Para todos nós. Parecia... útil. Talvez até necessário. Mas o sentimento de errado persistia. Até que pensei em Bran. Vi-o desfilando pelo poço após sua última visita a Mellafin, tocando o rosto, um sorriso secreto e convencido nos lábios. Ouvi os sussurros — Mellafin o havia beijado. Beijado Bran! O que ele poderia ter oferecido? Ele entalha como se estivesse cortando lenha, a família dele não tem nada. Bem, exceto pela irmã, que eles protegiam de todos nós, garotos, como formigas protegem sua rainha. O ciúme queimou como brasas engolidas. Se Bran ganhou um beijo... o que eu poderia ganhar fazendo essa tarefa vital e secreta? Mais que um beijo. Um toque?

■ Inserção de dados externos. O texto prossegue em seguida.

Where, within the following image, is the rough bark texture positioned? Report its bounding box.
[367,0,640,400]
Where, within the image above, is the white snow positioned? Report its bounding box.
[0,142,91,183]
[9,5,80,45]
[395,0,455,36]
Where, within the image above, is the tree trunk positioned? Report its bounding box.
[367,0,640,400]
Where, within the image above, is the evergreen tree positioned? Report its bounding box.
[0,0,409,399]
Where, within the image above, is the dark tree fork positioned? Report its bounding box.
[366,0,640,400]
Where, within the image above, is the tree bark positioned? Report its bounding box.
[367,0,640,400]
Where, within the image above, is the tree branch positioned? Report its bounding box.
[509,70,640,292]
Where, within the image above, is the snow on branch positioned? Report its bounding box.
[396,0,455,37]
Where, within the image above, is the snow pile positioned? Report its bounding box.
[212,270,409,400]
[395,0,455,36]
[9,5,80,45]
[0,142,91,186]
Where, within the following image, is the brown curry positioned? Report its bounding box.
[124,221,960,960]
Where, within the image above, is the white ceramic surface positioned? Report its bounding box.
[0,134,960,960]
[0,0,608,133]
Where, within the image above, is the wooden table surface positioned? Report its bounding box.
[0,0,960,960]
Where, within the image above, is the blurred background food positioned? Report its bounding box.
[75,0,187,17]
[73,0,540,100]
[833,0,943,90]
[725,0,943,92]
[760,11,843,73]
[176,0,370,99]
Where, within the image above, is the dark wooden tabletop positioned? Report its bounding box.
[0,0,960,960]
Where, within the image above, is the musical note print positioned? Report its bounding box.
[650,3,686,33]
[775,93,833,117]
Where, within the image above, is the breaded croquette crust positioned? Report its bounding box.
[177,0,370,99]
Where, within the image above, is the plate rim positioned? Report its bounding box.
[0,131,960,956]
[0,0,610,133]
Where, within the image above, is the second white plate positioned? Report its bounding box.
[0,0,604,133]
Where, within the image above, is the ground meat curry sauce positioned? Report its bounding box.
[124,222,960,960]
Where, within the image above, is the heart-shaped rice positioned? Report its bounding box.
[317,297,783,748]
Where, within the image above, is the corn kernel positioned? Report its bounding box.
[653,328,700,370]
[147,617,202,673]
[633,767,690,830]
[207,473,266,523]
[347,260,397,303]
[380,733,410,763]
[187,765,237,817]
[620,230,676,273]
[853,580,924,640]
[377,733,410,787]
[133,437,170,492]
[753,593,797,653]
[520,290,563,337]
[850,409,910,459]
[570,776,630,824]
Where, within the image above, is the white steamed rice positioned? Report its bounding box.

A ideia de seu peito macio sob minhas mãos, o calor imaginado... isso ofuscou o medo, o errado.

“Vou fazer,” ouvi-me dizer, as palavras grossas na garganta.

Roubar o sangue foi fácil, um mergulho rápido de um chifre enquanto o açougueiro discutia as partilhas. Nunca usam tudo para linguiças mesmo. Enterrar a pedra naquela noite foi como nadar em água espessa. O ar perto do cerne zumbia, vigilante. A terra cedeu facilmente sob a pá que eu mesmo endureci. Cavei rápido, joguei a pedra fria dentro, derramei o sangue quente e pegajoso sobre ela. Foi absorvido instantaneamente, deixando uma mancha escura que pareceu pulsar por um momento antes de se fundir ao musgo. Parecia plantar um pedaço da noite no coração do nosso lar.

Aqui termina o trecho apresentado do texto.